Symphonie en ré majeur Wq 183/1
Composition et création
Cette symphonie pleine de jeunesse est l’œuvre d’un homme âgé pour l’époque : Carl Philipp Emmanuel a plus de 60 ans et a quitté la cour du roi de Prusse Frederic II depuis huit ans pour s’établir à Hambourg.
Frederic Guillaume II roi de Prusse © D.R.

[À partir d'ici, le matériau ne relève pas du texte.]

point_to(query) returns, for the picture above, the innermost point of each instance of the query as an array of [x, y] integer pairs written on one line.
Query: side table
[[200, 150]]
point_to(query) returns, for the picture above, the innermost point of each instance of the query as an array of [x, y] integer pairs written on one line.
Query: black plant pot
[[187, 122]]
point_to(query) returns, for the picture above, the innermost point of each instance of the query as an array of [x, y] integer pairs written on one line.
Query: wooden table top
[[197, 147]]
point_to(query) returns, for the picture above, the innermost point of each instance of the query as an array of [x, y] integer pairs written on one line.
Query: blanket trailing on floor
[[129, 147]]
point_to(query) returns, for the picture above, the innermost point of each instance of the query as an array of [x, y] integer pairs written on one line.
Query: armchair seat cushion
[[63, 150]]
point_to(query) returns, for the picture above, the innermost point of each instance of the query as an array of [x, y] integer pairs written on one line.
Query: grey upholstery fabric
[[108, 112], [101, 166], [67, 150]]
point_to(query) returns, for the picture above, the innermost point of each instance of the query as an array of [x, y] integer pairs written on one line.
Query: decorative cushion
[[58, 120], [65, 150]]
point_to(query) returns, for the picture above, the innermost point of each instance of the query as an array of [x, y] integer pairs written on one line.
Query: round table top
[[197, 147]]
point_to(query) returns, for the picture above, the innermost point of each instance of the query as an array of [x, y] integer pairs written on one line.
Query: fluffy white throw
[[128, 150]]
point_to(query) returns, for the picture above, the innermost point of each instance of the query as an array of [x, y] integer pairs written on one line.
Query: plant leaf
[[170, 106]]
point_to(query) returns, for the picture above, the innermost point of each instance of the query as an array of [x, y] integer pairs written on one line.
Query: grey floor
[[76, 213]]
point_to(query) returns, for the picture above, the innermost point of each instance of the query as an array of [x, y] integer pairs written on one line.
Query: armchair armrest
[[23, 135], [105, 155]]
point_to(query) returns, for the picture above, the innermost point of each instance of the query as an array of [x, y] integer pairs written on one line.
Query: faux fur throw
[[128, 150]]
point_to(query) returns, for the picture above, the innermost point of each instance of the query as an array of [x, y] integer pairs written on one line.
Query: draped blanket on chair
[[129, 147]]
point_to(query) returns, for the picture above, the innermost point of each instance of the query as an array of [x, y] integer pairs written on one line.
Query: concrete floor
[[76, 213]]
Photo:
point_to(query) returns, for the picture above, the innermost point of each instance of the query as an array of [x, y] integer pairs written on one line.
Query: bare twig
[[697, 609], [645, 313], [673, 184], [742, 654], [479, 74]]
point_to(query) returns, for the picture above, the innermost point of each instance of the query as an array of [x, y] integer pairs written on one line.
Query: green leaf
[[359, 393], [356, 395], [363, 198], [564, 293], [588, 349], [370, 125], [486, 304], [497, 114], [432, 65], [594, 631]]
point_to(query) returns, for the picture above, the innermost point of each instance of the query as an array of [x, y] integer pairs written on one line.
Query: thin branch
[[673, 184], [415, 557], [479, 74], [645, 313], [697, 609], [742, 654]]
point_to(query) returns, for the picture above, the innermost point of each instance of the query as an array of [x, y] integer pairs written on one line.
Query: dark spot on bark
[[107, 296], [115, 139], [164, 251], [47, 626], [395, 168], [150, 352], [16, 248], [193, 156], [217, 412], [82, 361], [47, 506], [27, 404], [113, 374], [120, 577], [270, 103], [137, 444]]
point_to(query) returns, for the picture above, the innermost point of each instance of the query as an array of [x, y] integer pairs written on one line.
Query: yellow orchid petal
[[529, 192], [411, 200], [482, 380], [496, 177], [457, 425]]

Les quatre symphonies Wq 183 sont imprimées à Leipzig (le plus grand centre d’édition musicale d’Allemagne de l’époque) en 1780 sous le titre de Symphonies pour orchestre avec douze instruments obligés : 2 cors, 2 flûtes, 2 hautbois, 2 violons, alto, violoncelle, basson, clavecin et violone (une sorte de contrebasse de cette époque). Elles sont dédiées au futur roi de Prusse Frederic Guillaume (Il accède au trône en 1786. C'est un mélomane qui s’intéresse beaucoup aux arts en général. Son orchestre a une grande réputation à l’échelle européenne, et il fait bénéficier de grands compositeurs (Beethoven, Mozart, Carl Philipp Emmanuel) de son soutien).

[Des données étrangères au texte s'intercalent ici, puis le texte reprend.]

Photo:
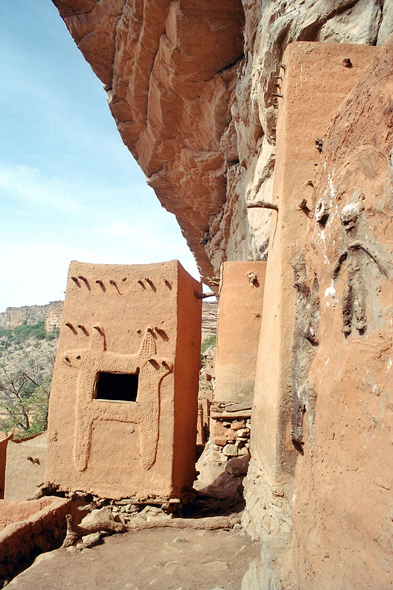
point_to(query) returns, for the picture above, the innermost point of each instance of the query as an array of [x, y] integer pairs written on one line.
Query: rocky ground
[[158, 559]]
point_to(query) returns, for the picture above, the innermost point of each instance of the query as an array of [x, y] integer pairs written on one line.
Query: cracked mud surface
[[158, 559]]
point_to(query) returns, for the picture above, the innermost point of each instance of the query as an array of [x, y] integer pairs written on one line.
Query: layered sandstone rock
[[191, 86]]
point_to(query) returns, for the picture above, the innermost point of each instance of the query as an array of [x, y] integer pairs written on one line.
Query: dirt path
[[160, 559]]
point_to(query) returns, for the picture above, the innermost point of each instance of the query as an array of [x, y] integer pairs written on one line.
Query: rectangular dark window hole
[[117, 387]]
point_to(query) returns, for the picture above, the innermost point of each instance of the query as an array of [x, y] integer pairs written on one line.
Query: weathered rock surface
[[344, 477], [191, 84]]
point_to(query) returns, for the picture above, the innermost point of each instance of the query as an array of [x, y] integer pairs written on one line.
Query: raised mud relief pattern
[[144, 412], [306, 339], [365, 259]]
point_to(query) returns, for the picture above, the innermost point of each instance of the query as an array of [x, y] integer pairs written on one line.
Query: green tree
[[25, 395]]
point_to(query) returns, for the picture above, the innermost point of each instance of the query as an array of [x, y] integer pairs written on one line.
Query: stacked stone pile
[[230, 430]]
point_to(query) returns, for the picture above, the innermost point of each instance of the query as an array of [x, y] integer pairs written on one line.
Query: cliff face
[[191, 86], [31, 314]]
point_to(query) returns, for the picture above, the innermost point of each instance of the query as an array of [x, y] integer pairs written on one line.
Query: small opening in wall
[[117, 387]]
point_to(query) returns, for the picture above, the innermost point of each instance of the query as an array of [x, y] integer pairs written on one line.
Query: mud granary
[[122, 415], [266, 128]]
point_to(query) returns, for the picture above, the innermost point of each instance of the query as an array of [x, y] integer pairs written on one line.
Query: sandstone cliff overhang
[[169, 69], [193, 87]]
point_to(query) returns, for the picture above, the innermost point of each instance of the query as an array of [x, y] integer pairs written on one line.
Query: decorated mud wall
[[123, 404]]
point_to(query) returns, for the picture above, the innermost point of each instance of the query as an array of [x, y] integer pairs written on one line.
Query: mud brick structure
[[239, 326], [123, 405], [25, 466]]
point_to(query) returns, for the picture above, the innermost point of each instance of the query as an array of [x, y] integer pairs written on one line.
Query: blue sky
[[69, 189]]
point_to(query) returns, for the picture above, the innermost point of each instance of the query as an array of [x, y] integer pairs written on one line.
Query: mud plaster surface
[[155, 559]]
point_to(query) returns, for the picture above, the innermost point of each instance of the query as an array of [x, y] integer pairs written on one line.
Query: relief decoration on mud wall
[[306, 340], [144, 412], [364, 257]]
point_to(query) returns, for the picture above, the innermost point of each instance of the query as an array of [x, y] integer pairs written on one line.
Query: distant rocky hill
[[32, 314], [51, 314]]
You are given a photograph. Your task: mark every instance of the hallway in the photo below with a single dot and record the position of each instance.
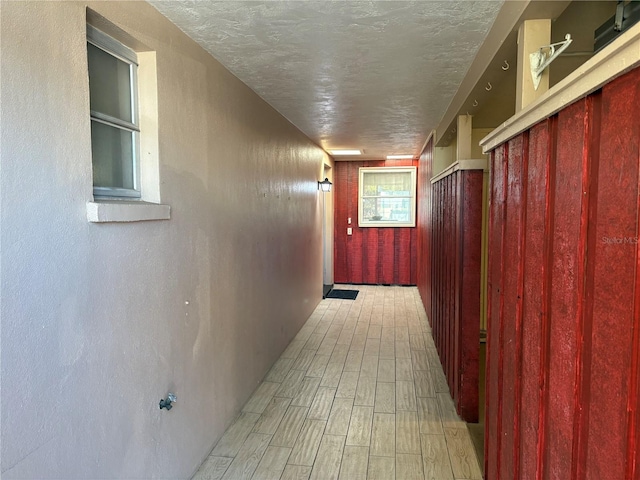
(358, 394)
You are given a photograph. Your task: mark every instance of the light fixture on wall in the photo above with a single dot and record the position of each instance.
(399, 157)
(325, 185)
(345, 152)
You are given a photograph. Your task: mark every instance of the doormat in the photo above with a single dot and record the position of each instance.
(343, 294)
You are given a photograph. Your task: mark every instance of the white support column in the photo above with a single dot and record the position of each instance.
(532, 35)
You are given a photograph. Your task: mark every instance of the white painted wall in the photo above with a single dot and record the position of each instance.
(99, 321)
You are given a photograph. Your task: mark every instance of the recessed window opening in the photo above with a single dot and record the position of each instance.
(387, 197)
(115, 130)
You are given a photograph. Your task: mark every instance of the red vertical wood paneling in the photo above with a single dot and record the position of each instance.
(566, 279)
(423, 233)
(494, 393)
(341, 209)
(535, 289)
(469, 299)
(369, 255)
(455, 279)
(512, 256)
(615, 259)
(563, 359)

Le maître de la symphonie à ce moment est Haydn (né 18 ans après lui), il en a déjà composé une soixantaine et, comme l’avait fait Vivaldi pour le concerto au début du siècle, en a défini la forme en quatre mouvements. Carl Philipp Emmanuel en retient ce qui lui plaît, notamment le premier mouvement à deux thèmes contrastés, adoptant la « forme-sonate » (deux thèmes contrastés présentés dans deux tonalités différentes se retrouvent dans la même tonalité à la fin du mouvement, après un développement plus ou moins long).
Description de l’œuvre
1er mouvement
Le premier thème, en ré majeur, est à la fois raffiné et empli d’une vie intense (Allegro di molto). L’utilisation bien dosée des syncopes (note commençant sur la seconde partie du temps et se terminant sur la seconde partie du temps suivant) rompt l’éventuelle impression de monotonie au profit d’une accélération maîtrisée du rythme. Le premier thème est suivi par un saisissant effet de contraste d’un deuxième thème en mi majeur confié aux seuls bois, très léger et chantant. Le développement est assez sommaire par rapport à ceux que Mozart ou Haydn élaboreront bientôt dans leurs symphonies. La réexposition fait à nouveau entendre les deux thèmes, le deuxième cette fois dans la même tonalité que le premier (ré majeur). L’écriture des vents (bois et cor) est assez avancée pour l’époque, proche de celles à venir de Haydn et Mozart. La coda de ce mouvement est surprenante. Elle fait entendre un passage doux (pianissimo) et lent aux cordes seules, donnant un sentiment d’attente et se terminant - surprise ! (les tonalités de début et de fin d’un mouvement sont normalement les mêmes, 99 fois sur 100)- sur un accord de mib majeur.
2ème mouvement
La tonalité de mib majeur de ce mouvement lent (Largo) étonne d’emblée par son éloignement du ré majeur (les tonalités des mouvements d’une symphonie ont normalement un air de famille) du 1er mouvement. Ce mouvement est réalisé avec des moyens simples. Son intérêt réside dans l’atmosphère qui s’en dégage, rendue extrêmement « sensible » (Carl Philipp Emmanuel est l’un des maîtres de ce style appelé « Empfindsamkeit » - intensification de l’expression des sentiments -, courant littéraire qui s’applique aussi à la musique) par la sonorité des flûtes (les flûtes traversières de l’époque, malgré une puissance moindre que celle des flûtes modernes en métal, peuvent avoir une sonorité très délicate et exprimer des inflexions très fines).
3ème mouvement
Son rythme à 3 temps vif (Presto) est d’influence italienne. Ce mouvement en ré majeur déroule une guirlande de doubles-croches insaisissables, entrecoupée de courts passages interrogateurs et mystérieux. Il adopte la forme A (repris) B (repris) coda (passage conclusif).